È difficile dire la commozione nel vedere, oggi, il papa pellegrino da don Tonino Bello. Chi scrive fa parte di quella generazione di cristiani pugliesi che a don Tonino deve un pezzo essenziale delle proprie radici di fede. Addirittura conoscendone prima la voce che i libri, con le registrazioni delle sue omelie e dei suoi discorsi che circolavano nei gruppi e nelle parrocchie, in maniera quasi carbonara.

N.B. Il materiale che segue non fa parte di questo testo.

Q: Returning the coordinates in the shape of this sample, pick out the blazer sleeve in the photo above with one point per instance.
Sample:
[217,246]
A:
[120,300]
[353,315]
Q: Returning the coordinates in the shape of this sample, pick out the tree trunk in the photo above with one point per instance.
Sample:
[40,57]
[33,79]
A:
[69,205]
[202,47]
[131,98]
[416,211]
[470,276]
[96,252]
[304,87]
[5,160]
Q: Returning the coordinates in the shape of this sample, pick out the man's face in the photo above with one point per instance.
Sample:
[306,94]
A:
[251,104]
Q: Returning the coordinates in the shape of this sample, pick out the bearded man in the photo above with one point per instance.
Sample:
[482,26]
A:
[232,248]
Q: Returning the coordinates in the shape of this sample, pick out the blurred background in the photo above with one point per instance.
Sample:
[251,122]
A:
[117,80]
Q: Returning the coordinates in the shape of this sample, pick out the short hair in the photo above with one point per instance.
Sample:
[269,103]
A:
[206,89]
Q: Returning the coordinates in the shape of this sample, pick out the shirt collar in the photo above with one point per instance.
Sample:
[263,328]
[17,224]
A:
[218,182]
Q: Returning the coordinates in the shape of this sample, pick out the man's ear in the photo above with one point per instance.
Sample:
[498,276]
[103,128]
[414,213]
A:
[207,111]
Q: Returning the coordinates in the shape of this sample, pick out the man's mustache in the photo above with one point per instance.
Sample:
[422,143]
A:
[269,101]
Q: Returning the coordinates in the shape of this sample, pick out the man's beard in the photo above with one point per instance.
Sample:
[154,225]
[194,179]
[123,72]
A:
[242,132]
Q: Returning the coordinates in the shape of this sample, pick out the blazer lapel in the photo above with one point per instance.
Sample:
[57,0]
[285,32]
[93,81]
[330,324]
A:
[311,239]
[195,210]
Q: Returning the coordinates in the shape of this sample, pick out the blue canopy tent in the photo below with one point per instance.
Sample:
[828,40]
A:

Perché don Tonino era scomodo allora tanto quanto resta scomodo oggi per le nostre coscienze sempre assediate dalla tentazione della tepidezza. Scomodo come chi, nel pantano del compromesso al ribasso, predica - e vive! - la vertigine della radicalità. Nel tempo delle mezze misure, la smisuratezza. Charitas sine modo, come recita l'iscrizione del Crocifisso di San Bernardino a Molfetta, che tanto lo affascinava: «È un latino semplice, che vuol dire: amore senza limite. Anzi, per essere più fedeli alle parole, bisognerebbe tradurre così: amore senza moderazione. Smodato, sregolato. Amore senza freni, senza misura, senza ritegno. Volesse il cielo che, ogniqualvolta uscite dalla chiesa, non vi sentiste affidare da Gesù Cristo nessun'altra consegna che questa: Charitas sine modo. La misura dell'amore è quella di amare senza misura».

Ricordo distintamente (lo annotai anche da qualche parte) quello che pensai, ragazzino, ascoltandolo la prima volta da una musicassetta: questa è la voce di Isaia. Quando un giorno don Tonino sarà santo anche per le sacre congregazioni, come lo è già per Dio e per il suo popolo, accanto al titolo di vescovo bisognerà mettergli quello di profeta. A noi, invece, resta il compito di raccogliere la sua profezia. E di coltivare questo potente magistero gestuale di Francesco sulla santità contemporanea, che dopo Bozzolo e Barbiana vive oggi una nuova tappa.